Inclusive of these five WROs, CBP has now taken enforcement actions under the Forced Labor Ban 25 times since 2016, when it began increasing its enforcement of this law. CBP has also messaged its intentions to continue ramping up its enforcement activities in this area during the CBP Virtual Trade Week session it presented on 9 September 2020.
The US enforces the Forced Labor Ban primarily through two mechanisms: penalties and WROs, as further described below.
Prior to 2016, CBP did not issue many WROs or prioritise enforcement of the Forced Labor Ban, but recent developments show that the agency has changed course since the US Congress eliminated the “consumptive demand exception,” a feature of the law that had previously made the Forced Labor Ban difficult to enforce.
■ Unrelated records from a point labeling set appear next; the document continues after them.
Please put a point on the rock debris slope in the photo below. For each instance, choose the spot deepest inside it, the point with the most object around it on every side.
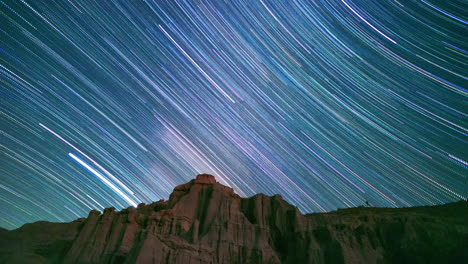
(206, 222)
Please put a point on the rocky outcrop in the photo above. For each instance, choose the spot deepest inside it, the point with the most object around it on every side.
(206, 222)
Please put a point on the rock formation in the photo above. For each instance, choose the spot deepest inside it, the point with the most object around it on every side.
(206, 222)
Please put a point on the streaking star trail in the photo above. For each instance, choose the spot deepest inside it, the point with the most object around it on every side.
(332, 104)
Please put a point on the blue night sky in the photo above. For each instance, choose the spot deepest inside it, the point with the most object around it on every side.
(330, 103)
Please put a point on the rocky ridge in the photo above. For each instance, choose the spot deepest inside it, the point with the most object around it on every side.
(206, 222)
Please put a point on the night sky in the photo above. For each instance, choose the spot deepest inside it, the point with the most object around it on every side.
(330, 103)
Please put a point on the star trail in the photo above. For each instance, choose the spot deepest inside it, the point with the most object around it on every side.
(330, 103)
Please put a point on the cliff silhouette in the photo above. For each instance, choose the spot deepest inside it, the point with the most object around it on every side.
(206, 222)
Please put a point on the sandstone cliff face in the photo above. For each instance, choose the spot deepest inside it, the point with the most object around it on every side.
(206, 222)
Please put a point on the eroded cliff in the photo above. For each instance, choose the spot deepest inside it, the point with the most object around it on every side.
(206, 222)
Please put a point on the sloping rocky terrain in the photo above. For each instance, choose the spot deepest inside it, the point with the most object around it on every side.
(206, 222)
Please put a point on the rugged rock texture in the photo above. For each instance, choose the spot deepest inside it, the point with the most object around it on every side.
(206, 222)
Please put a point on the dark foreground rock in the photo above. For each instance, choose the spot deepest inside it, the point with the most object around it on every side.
(206, 222)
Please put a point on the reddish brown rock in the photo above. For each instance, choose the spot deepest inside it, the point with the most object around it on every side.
(206, 222)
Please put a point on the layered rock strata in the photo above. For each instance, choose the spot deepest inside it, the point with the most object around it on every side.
(206, 222)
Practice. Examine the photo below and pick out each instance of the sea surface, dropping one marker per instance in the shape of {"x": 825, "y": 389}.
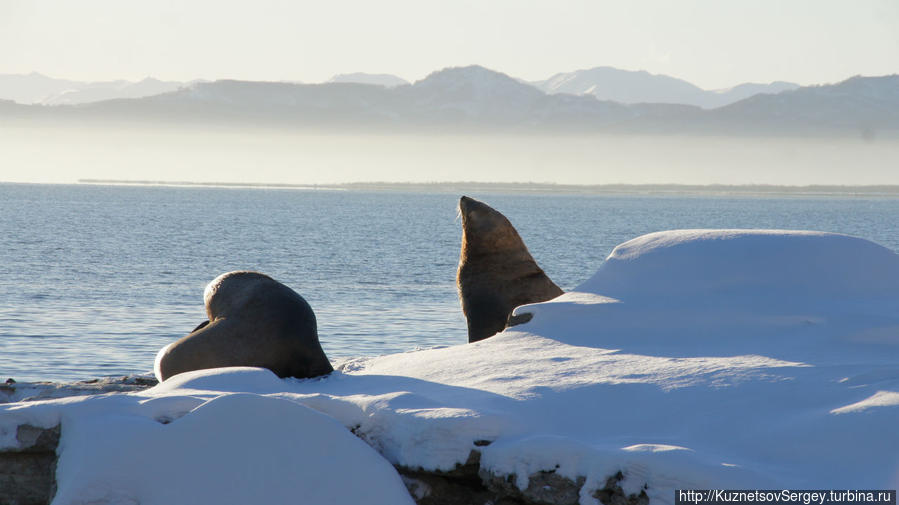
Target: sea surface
{"x": 95, "y": 279}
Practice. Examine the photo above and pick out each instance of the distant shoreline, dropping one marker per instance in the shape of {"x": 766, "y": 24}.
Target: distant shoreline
{"x": 536, "y": 188}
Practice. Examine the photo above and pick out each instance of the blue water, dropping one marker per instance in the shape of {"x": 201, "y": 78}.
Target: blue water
{"x": 95, "y": 279}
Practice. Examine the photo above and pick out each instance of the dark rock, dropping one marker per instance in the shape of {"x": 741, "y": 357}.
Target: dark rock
{"x": 544, "y": 488}
{"x": 612, "y": 494}
{"x": 28, "y": 472}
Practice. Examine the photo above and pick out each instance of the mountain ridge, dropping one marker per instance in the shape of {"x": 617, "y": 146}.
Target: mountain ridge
{"x": 477, "y": 98}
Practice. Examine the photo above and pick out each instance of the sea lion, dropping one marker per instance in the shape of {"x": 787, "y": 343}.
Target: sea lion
{"x": 496, "y": 271}
{"x": 254, "y": 320}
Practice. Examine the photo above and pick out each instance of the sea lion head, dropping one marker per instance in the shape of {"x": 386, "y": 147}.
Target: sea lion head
{"x": 496, "y": 272}
{"x": 254, "y": 320}
{"x": 486, "y": 231}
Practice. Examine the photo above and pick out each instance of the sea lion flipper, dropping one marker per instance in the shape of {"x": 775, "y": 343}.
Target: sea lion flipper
{"x": 200, "y": 326}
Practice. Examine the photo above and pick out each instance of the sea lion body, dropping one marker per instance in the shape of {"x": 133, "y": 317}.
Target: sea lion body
{"x": 254, "y": 320}
{"x": 496, "y": 272}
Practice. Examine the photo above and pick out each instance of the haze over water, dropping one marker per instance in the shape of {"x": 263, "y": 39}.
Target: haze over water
{"x": 97, "y": 278}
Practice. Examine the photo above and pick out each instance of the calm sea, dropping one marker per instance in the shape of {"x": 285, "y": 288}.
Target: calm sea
{"x": 95, "y": 279}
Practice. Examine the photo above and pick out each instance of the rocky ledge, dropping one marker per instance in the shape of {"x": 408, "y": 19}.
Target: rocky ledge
{"x": 27, "y": 471}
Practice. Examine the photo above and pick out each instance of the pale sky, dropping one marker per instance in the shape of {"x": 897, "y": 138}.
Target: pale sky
{"x": 711, "y": 43}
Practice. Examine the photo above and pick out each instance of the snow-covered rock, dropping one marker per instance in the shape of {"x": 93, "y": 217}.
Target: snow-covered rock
{"x": 692, "y": 359}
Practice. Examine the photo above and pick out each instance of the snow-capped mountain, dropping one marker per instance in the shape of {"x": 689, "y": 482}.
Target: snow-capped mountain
{"x": 630, "y": 87}
{"x": 386, "y": 80}
{"x": 35, "y": 88}
{"x": 477, "y": 98}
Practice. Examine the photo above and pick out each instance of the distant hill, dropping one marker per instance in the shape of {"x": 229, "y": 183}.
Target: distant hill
{"x": 386, "y": 80}
{"x": 475, "y": 98}
{"x": 35, "y": 88}
{"x": 629, "y": 87}
{"x": 864, "y": 104}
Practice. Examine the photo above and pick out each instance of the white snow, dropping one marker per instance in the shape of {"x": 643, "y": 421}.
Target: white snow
{"x": 691, "y": 359}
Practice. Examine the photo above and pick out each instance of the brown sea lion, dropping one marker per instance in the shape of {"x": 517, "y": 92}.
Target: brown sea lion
{"x": 254, "y": 320}
{"x": 496, "y": 271}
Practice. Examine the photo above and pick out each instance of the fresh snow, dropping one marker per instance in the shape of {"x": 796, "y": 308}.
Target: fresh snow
{"x": 691, "y": 359}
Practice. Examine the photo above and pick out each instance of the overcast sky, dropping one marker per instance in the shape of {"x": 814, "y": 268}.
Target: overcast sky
{"x": 712, "y": 43}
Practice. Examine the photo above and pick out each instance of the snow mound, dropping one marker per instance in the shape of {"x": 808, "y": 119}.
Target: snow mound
{"x": 732, "y": 265}
{"x": 232, "y": 448}
{"x": 692, "y": 359}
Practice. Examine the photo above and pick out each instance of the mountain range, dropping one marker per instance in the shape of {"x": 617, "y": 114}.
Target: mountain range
{"x": 476, "y": 98}
{"x": 604, "y": 83}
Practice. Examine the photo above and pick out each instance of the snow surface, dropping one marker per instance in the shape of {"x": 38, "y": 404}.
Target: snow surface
{"x": 691, "y": 359}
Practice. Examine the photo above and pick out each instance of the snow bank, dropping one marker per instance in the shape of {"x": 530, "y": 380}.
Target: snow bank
{"x": 692, "y": 359}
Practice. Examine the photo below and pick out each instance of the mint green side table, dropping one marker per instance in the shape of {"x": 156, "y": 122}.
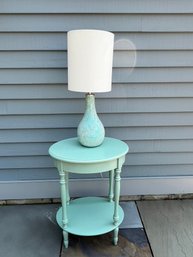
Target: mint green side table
{"x": 89, "y": 216}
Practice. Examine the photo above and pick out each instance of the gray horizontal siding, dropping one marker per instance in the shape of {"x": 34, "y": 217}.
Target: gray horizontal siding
{"x": 57, "y": 40}
{"x": 112, "y": 22}
{"x": 123, "y": 59}
{"x": 150, "y": 107}
{"x": 86, "y": 6}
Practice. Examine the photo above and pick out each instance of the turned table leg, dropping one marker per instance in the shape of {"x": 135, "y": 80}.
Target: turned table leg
{"x": 117, "y": 196}
{"x": 111, "y": 185}
{"x": 64, "y": 198}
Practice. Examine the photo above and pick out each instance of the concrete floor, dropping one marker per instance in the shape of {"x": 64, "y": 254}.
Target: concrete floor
{"x": 32, "y": 231}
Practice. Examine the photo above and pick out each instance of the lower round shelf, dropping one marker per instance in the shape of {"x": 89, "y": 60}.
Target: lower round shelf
{"x": 90, "y": 216}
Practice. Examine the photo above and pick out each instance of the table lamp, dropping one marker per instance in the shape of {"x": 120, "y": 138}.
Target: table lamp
{"x": 90, "y": 58}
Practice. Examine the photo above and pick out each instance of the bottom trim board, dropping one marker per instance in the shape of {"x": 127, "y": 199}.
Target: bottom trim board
{"x": 35, "y": 189}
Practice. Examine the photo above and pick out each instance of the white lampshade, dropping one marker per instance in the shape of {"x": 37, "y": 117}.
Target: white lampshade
{"x": 90, "y": 58}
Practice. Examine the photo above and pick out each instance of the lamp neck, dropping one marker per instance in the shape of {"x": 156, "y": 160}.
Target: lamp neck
{"x": 90, "y": 103}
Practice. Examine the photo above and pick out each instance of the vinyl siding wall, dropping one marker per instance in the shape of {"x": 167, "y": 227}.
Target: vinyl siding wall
{"x": 150, "y": 107}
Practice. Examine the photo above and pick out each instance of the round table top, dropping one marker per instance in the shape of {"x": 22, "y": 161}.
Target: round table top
{"x": 70, "y": 150}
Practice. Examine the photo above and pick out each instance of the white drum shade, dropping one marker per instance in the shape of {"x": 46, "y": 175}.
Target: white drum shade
{"x": 90, "y": 59}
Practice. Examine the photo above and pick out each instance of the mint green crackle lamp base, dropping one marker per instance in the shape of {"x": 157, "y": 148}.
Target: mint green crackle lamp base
{"x": 91, "y": 131}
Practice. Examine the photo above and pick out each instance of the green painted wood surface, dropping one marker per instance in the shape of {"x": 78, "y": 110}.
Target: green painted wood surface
{"x": 71, "y": 151}
{"x": 150, "y": 106}
{"x": 90, "y": 216}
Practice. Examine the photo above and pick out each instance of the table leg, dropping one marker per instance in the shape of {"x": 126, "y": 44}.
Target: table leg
{"x": 67, "y": 189}
{"x": 111, "y": 185}
{"x": 63, "y": 183}
{"x": 115, "y": 239}
{"x": 117, "y": 196}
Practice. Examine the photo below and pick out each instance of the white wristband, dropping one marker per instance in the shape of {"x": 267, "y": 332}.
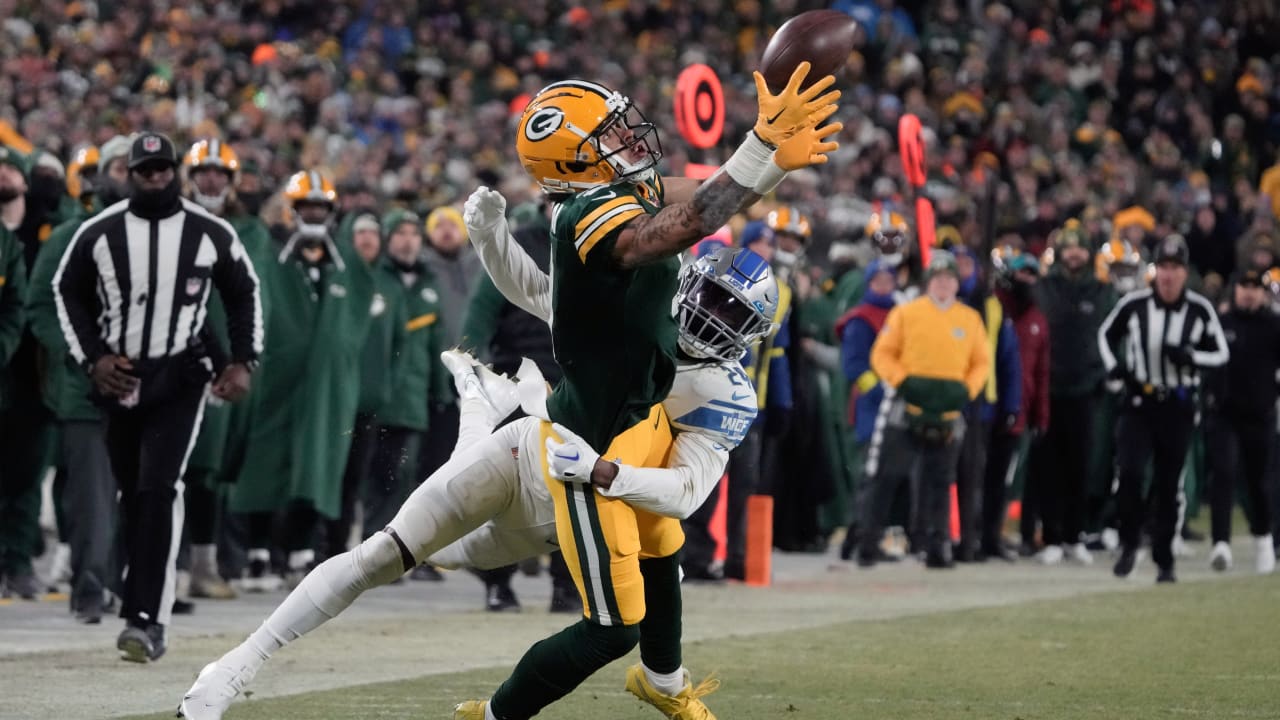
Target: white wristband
{"x": 752, "y": 158}
{"x": 769, "y": 178}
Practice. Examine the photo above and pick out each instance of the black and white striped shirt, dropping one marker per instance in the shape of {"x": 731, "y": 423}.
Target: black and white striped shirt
{"x": 1143, "y": 328}
{"x": 140, "y": 287}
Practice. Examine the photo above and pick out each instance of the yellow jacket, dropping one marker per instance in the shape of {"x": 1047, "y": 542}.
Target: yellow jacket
{"x": 922, "y": 340}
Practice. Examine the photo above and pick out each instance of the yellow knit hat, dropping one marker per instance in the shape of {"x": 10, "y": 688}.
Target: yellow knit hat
{"x": 446, "y": 213}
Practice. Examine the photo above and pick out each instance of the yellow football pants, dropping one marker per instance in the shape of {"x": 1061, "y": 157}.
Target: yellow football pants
{"x": 603, "y": 540}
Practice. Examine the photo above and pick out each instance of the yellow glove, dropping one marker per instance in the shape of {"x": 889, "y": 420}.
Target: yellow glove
{"x": 809, "y": 146}
{"x": 791, "y": 110}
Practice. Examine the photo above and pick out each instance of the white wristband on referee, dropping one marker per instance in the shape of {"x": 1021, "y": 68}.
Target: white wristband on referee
{"x": 749, "y": 162}
{"x": 769, "y": 178}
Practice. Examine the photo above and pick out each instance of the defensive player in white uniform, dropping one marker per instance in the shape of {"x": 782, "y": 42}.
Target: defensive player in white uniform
{"x": 488, "y": 505}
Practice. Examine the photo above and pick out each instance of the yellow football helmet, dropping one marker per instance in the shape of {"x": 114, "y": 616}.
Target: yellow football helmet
{"x": 887, "y": 232}
{"x": 789, "y": 219}
{"x": 309, "y": 187}
{"x": 1271, "y": 281}
{"x": 81, "y": 172}
{"x": 1121, "y": 265}
{"x": 572, "y": 136}
{"x": 211, "y": 154}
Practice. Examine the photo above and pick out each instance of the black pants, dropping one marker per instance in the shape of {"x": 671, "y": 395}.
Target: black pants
{"x": 894, "y": 456}
{"x": 149, "y": 449}
{"x": 972, "y": 481}
{"x": 1000, "y": 455}
{"x": 744, "y": 481}
{"x": 1239, "y": 449}
{"x": 1156, "y": 432}
{"x": 88, "y": 500}
{"x": 392, "y": 475}
{"x": 1061, "y": 465}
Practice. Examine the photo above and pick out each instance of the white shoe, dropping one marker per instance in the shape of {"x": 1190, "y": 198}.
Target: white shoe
{"x": 1265, "y": 561}
{"x": 1180, "y": 548}
{"x": 1051, "y": 555}
{"x": 1220, "y": 557}
{"x": 478, "y": 382}
{"x": 1077, "y": 552}
{"x": 215, "y": 687}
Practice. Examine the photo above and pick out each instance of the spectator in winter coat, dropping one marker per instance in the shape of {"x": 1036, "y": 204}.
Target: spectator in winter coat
{"x": 996, "y": 408}
{"x": 1016, "y": 296}
{"x": 1074, "y": 302}
{"x": 858, "y": 329}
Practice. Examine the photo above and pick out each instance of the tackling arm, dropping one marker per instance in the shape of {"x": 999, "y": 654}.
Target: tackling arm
{"x": 695, "y": 466}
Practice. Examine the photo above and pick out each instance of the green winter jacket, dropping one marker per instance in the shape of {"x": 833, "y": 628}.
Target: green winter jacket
{"x": 13, "y": 288}
{"x": 64, "y": 386}
{"x": 384, "y": 342}
{"x": 306, "y": 396}
{"x": 414, "y": 369}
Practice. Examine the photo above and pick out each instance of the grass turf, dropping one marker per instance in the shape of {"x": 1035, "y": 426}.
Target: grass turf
{"x": 1197, "y": 650}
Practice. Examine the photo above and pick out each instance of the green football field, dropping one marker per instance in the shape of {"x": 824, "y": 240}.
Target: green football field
{"x": 1194, "y": 650}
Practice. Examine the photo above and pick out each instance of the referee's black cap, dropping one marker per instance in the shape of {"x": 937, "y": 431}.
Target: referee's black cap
{"x": 150, "y": 146}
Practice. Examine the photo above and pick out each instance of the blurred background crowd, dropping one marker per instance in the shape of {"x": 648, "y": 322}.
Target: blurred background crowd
{"x": 1105, "y": 124}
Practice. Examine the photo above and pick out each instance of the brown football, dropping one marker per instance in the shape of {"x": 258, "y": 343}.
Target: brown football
{"x": 823, "y": 37}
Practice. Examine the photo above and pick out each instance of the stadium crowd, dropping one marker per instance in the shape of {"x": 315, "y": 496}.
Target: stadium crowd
{"x": 1073, "y": 146}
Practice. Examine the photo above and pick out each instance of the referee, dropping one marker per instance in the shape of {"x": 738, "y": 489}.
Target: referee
{"x": 1165, "y": 335}
{"x": 131, "y": 292}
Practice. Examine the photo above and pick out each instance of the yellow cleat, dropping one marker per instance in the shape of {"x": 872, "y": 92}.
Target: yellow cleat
{"x": 470, "y": 710}
{"x": 684, "y": 706}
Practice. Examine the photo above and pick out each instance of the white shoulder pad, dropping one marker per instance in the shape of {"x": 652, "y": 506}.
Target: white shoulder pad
{"x": 712, "y": 399}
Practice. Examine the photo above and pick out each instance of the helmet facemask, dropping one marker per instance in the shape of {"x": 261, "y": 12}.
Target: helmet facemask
{"x": 716, "y": 319}
{"x": 626, "y": 117}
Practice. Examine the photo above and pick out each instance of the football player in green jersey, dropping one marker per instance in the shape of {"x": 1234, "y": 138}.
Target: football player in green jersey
{"x": 616, "y": 232}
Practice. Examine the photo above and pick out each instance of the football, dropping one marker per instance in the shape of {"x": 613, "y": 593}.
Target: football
{"x": 823, "y": 37}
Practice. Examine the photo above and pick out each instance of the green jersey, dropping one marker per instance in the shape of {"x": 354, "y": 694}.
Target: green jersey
{"x": 612, "y": 328}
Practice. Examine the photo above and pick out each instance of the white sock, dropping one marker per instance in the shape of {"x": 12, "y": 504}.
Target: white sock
{"x": 666, "y": 683}
{"x": 324, "y": 593}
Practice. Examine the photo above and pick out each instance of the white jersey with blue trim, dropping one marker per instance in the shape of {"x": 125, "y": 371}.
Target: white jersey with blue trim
{"x": 712, "y": 399}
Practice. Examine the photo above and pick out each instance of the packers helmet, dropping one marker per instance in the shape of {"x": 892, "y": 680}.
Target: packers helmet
{"x": 211, "y": 154}
{"x": 1271, "y": 281}
{"x": 1120, "y": 264}
{"x": 81, "y": 172}
{"x": 310, "y": 187}
{"x": 887, "y": 232}
{"x": 568, "y": 141}
{"x": 789, "y": 219}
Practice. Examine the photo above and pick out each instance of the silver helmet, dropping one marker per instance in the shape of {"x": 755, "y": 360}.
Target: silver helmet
{"x": 726, "y": 301}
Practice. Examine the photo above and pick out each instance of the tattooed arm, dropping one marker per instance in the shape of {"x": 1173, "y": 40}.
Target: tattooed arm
{"x": 679, "y": 226}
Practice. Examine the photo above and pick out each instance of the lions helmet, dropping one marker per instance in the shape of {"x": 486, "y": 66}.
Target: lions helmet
{"x": 211, "y": 154}
{"x": 726, "y": 301}
{"x": 574, "y": 136}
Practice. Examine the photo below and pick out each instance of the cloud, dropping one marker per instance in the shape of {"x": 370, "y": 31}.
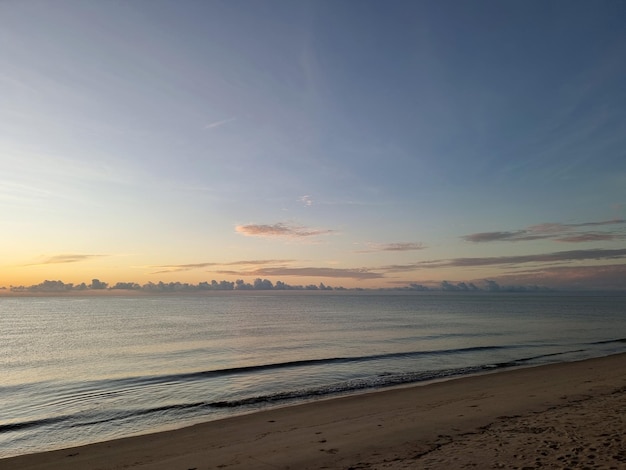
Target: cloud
{"x": 213, "y": 125}
{"x": 589, "y": 237}
{"x": 280, "y": 230}
{"x": 172, "y": 268}
{"x": 560, "y": 257}
{"x": 306, "y": 200}
{"x": 401, "y": 246}
{"x": 66, "y": 258}
{"x": 519, "y": 235}
{"x": 585, "y": 277}
{"x": 358, "y": 273}
{"x": 554, "y": 231}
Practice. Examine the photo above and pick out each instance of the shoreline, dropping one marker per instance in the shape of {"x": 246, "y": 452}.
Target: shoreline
{"x": 546, "y": 412}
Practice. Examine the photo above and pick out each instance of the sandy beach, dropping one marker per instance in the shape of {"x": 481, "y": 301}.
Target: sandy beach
{"x": 570, "y": 415}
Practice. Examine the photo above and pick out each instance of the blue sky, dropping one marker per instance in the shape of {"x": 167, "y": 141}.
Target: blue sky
{"x": 355, "y": 143}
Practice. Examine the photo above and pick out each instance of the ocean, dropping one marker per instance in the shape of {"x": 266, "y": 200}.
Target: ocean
{"x": 77, "y": 370}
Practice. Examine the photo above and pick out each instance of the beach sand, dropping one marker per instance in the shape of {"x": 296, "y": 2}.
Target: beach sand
{"x": 570, "y": 415}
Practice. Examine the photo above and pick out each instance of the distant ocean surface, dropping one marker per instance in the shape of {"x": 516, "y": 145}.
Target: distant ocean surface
{"x": 76, "y": 370}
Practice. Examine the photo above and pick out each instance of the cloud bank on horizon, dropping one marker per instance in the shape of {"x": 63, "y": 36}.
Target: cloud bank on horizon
{"x": 382, "y": 145}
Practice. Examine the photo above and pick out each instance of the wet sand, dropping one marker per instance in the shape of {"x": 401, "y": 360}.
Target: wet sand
{"x": 570, "y": 415}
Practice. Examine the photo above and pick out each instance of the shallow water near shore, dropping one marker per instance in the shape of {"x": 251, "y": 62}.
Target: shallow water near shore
{"x": 76, "y": 370}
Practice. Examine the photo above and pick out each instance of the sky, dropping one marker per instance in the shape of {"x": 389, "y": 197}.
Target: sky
{"x": 354, "y": 143}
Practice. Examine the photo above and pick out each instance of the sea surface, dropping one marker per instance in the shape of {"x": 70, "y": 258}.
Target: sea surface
{"x": 76, "y": 370}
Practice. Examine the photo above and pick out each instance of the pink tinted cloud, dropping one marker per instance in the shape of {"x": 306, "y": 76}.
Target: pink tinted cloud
{"x": 280, "y": 230}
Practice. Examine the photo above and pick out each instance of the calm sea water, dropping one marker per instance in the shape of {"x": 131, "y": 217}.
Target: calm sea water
{"x": 87, "y": 369}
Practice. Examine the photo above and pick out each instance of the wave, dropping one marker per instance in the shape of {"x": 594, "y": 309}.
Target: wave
{"x": 379, "y": 381}
{"x": 306, "y": 363}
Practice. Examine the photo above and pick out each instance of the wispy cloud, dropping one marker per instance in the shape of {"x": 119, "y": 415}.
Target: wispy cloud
{"x": 213, "y": 125}
{"x": 401, "y": 246}
{"x": 556, "y": 257}
{"x": 172, "y": 268}
{"x": 280, "y": 230}
{"x": 306, "y": 200}
{"x": 66, "y": 258}
{"x": 554, "y": 231}
{"x": 348, "y": 273}
{"x": 587, "y": 277}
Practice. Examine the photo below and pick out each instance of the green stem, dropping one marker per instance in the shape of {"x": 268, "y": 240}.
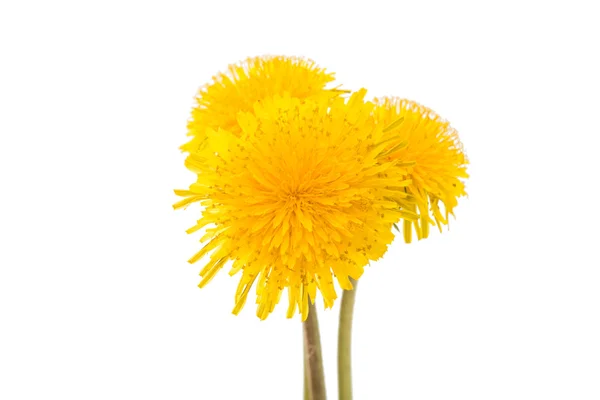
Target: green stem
{"x": 305, "y": 370}
{"x": 345, "y": 343}
{"x": 313, "y": 358}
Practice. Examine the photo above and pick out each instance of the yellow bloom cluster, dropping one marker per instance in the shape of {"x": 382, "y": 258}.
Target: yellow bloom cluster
{"x": 300, "y": 186}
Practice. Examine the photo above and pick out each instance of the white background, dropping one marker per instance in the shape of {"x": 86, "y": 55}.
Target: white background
{"x": 97, "y": 300}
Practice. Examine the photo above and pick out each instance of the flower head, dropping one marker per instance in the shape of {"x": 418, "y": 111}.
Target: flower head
{"x": 303, "y": 193}
{"x": 255, "y": 79}
{"x": 439, "y": 161}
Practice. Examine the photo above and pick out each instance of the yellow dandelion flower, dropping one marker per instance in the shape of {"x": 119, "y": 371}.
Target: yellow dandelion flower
{"x": 439, "y": 161}
{"x": 303, "y": 195}
{"x": 236, "y": 90}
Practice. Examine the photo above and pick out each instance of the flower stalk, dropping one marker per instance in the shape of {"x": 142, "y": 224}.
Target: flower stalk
{"x": 345, "y": 343}
{"x": 313, "y": 358}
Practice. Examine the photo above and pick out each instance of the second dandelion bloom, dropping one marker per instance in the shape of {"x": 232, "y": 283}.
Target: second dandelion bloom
{"x": 305, "y": 193}
{"x": 440, "y": 165}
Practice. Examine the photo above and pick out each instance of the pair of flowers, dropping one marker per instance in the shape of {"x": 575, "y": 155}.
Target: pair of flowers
{"x": 301, "y": 184}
Following this change to the law, CBP, in 2017, established a permanent Forced Labor Division with its own dedicated staff and budget, and the Forced Labor Division has since issued numerous WROs, as noted above. Further, in August 2020, CBP collected its first forced-labor civil penalty amounting to $575,000.
In addition to the change in the law, several other factors also seem to have contributed to increased enforcement in this area. Specifically, CBP is now required to annually report its forced labour enforcement statistics to Congress. Members of Congress are also asking CBP to issue more WROs. For example, several Congresspersons have demanded in open letters that CBP issue WROs on cocoa from the Ivory Coast and on all goods from Xinjiang, China. Further, the Congress has recently introduced several bills that, if passed, may result in CBP’s issuance of more forced labour penalties and WROs. Finally, this area has also attracted the attention of various human rights organisations that have demanded the enforcement of this law.
For these reasons, potentially impacted companies should consider reviewing and enhancing their import compliance programmes to adequately address growing forced labour risks.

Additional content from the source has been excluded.